I have a bad habit of going to used bookstores, used music and movie stores, or just walking past garage sales, then buying a few books or movies really cheap, and letting them sit on my shelf for months or years before I finally make time to read or watch them.  As I write this, I am currently watching the movie The Ring, which I acquired from a neighbor’s garage sale about a year ago and never watched.  I’ve seen it once before, but not in a very long time.  I watched it in a theater when it was new, which would have around 2003ish, I’m guessing, because I remember who I saw it with.  This is a horror movie about a haunted videotape that, if you watch it, you will die in seven days.  (Kids, a videotape is what people used to watch movies in the 1970s, ’80s, and ’90s.  It was kind of like a big rectangular DVD or Blu-ray disc.  And DVDs and Blu-rays are what people used to watch movies before everyone had streaming on-demand video.)

Although I don’t remember much detail about this movie, I remember liking it.  I also remember my friend that I was with jumping and grabbing on to my arm a few times, and I remember thinking years later that she probably liked me, and I should have made a move or something, but I was too blind and confused to see it then, and now she’s married, and it’s probably awkward to put this here in case she reads it, she’s on my Facebook but she never uses Facebook… but I digress.

I remember something else that happened in that theater all those years ago: I realized that I really haven’t seen a lot of horror movies.  It isn’t that I don’t like horror movies; in fact, I have enjoyed the few that I’ve seen.  I just haven’t watched very many.  It was never part of my experience growing up, probably because my mother doesn’t like horror movies.  But there’s no reason I can’t watch horror movies now.  It’s a lot like how I discovered in my teens that I liked roller coasters, after hearing years of Mom telling me that roller coasters were scary.

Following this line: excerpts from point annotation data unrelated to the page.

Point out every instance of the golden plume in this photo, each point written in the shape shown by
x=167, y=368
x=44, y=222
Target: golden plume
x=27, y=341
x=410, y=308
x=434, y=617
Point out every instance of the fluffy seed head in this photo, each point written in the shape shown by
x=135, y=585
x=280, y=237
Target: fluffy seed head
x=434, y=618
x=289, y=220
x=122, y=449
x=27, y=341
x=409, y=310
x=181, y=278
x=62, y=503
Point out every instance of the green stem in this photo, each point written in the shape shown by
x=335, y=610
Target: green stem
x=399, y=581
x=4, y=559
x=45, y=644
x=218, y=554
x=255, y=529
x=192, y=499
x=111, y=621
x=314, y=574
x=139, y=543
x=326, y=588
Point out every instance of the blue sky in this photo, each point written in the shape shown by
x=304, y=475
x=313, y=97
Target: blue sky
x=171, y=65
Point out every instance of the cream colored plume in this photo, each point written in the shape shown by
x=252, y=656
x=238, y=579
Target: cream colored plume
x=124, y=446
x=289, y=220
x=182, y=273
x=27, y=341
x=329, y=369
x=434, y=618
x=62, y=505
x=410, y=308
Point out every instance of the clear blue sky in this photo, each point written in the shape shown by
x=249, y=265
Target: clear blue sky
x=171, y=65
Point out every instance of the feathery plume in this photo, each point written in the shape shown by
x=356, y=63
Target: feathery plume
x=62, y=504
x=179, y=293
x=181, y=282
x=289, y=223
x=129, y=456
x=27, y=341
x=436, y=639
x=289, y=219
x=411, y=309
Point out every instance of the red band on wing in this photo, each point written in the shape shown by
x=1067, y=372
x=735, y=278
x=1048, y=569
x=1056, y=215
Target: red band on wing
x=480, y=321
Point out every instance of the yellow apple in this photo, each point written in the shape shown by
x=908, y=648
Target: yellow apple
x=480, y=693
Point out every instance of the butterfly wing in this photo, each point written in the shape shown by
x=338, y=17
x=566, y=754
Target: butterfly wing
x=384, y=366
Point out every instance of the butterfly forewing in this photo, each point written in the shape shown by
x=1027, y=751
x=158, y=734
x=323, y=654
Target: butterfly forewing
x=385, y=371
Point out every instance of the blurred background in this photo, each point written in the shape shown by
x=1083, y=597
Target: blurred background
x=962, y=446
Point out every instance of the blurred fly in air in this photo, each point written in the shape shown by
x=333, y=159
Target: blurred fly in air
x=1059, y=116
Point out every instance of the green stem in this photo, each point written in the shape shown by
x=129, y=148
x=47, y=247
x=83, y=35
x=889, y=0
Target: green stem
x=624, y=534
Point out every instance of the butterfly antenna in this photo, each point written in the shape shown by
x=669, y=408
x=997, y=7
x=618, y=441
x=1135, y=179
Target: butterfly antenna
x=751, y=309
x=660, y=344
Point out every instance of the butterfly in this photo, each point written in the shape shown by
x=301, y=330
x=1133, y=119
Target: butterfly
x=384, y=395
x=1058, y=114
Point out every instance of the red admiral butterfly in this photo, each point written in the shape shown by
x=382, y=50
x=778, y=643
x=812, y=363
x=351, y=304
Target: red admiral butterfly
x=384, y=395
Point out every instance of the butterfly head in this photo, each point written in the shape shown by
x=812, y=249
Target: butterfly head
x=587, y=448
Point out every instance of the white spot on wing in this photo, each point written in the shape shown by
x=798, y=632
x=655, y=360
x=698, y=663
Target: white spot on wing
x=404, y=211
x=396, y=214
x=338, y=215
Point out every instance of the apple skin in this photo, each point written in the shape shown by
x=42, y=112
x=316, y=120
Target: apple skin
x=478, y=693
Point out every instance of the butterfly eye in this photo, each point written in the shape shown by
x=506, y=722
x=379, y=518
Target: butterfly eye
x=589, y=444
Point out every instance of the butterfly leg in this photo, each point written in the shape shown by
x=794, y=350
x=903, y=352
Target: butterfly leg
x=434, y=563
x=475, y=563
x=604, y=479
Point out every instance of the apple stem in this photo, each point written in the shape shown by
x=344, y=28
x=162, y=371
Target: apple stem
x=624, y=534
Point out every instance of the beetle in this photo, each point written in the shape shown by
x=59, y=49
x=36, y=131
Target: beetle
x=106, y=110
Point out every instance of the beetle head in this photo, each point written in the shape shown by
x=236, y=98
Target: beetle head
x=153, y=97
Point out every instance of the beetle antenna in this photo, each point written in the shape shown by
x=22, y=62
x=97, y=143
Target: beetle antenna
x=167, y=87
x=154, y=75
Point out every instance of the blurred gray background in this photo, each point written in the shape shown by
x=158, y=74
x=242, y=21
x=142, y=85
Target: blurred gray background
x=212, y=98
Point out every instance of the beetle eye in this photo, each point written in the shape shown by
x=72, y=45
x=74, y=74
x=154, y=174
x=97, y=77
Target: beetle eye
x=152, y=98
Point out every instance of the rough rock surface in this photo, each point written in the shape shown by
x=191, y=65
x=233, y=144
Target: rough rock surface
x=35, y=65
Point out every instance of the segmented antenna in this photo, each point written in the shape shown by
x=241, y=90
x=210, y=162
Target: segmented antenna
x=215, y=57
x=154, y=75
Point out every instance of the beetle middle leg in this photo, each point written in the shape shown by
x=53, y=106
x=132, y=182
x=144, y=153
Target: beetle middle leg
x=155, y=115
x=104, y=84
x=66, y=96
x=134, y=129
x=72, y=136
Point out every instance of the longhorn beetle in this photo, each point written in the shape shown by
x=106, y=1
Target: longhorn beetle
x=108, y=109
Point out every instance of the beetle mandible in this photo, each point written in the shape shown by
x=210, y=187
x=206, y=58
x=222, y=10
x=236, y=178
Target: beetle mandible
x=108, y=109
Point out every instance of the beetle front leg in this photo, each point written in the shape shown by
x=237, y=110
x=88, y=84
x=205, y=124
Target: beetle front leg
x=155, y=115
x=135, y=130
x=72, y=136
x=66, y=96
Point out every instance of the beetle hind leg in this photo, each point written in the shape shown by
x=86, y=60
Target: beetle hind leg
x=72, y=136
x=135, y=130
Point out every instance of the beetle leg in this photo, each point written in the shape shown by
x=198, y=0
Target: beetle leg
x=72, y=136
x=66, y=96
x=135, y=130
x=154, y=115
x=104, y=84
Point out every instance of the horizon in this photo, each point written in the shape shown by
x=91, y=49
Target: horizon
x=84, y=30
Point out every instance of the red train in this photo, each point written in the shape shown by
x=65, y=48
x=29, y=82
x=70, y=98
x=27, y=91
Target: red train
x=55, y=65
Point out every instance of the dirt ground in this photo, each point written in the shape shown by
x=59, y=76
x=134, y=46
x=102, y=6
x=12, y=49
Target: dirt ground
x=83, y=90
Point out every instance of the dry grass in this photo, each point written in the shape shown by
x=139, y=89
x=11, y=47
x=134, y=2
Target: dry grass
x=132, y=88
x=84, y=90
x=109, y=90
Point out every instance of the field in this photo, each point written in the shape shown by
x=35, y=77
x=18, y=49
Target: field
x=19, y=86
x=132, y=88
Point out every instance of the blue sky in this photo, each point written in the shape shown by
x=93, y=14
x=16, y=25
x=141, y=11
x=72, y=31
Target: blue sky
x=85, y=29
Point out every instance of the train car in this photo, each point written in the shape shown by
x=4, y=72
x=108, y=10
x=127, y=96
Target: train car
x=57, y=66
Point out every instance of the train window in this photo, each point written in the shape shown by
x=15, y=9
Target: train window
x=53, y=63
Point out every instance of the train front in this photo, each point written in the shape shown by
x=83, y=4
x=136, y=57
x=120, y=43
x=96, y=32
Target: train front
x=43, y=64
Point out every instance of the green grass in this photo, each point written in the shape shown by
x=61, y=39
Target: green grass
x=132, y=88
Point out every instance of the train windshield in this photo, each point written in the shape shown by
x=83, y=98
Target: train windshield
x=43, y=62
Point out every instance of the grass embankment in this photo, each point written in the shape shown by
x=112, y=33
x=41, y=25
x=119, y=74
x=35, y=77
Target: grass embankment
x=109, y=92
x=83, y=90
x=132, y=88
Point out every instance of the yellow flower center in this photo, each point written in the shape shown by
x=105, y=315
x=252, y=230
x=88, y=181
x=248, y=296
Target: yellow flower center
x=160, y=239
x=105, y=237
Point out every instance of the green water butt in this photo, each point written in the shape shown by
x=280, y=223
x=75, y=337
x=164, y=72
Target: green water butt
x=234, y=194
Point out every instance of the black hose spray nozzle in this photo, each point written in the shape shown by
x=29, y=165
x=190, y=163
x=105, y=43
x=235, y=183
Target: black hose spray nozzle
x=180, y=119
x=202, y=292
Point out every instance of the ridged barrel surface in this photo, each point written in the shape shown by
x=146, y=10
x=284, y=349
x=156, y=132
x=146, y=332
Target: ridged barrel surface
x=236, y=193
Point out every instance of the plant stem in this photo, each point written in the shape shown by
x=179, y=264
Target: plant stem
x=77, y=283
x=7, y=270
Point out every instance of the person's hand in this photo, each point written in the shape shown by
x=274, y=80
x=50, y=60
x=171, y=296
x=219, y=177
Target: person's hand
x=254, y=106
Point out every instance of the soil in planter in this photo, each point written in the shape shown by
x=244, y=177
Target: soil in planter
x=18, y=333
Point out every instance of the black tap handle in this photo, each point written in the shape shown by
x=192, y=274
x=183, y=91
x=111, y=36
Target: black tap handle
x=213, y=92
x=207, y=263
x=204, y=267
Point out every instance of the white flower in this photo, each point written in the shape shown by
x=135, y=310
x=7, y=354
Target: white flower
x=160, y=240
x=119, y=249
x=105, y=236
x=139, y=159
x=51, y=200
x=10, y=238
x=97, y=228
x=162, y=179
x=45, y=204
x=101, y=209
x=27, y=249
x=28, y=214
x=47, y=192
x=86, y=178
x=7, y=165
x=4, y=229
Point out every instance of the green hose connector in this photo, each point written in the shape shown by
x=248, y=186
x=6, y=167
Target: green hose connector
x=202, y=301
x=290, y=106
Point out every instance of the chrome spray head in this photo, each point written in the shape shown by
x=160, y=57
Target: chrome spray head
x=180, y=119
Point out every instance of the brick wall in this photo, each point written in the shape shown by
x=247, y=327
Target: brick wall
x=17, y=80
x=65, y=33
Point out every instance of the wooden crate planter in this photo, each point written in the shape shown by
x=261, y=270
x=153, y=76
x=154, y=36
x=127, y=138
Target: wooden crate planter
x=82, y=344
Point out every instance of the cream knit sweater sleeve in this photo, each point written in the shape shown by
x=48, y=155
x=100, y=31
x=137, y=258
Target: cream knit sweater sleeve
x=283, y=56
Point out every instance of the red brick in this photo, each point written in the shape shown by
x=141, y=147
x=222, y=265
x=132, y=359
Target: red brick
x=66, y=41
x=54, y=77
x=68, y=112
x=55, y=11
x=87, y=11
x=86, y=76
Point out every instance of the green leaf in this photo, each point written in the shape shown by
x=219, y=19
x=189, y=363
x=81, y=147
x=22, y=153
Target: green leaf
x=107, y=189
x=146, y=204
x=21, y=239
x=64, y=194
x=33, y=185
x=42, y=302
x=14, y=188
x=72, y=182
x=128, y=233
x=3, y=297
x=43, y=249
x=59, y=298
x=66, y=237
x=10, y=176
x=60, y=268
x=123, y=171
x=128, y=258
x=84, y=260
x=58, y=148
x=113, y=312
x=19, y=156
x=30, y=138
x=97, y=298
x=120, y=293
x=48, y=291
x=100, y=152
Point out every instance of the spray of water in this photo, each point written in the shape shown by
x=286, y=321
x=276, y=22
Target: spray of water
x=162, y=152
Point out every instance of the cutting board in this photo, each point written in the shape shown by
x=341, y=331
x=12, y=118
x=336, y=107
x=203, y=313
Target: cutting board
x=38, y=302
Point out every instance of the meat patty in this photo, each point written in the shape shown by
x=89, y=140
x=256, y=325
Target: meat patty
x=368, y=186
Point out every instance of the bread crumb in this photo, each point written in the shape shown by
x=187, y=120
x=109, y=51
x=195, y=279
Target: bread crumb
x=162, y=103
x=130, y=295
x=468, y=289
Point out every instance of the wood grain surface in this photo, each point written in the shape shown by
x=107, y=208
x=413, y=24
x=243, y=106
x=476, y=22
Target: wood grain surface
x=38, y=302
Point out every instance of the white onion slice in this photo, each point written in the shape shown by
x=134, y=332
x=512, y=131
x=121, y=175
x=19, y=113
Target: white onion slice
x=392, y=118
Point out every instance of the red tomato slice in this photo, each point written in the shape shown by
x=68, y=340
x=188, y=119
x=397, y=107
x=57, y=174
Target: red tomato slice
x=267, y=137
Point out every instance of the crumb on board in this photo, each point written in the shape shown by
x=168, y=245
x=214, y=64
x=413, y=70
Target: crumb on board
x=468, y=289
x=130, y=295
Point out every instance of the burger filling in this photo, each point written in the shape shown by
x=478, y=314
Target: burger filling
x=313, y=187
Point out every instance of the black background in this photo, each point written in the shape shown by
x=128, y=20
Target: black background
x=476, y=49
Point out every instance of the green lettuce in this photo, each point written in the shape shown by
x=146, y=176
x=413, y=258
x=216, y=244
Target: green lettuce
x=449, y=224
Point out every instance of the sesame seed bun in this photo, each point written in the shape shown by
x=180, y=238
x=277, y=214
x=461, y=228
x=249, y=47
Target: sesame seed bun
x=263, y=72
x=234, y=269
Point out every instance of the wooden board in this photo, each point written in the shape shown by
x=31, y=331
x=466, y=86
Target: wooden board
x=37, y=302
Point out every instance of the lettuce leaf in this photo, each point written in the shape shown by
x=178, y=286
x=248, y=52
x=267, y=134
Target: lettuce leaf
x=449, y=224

Sometimes, doing things the way they’ve always been done can block forward progress and growth.  Sometimes, doing things the way they’ve always been done has nothing to do with the best, wisest, or most efficient way to do something.  Sometimes, the way one person has always done something may be different from someone else’s way of doing it, which potentially could lead to a disastrous miscommunication.  I don’t want to be afraid to try new things.  Life changes quickly, and sometimes I need to change the way I do things in order to deal with a new reality.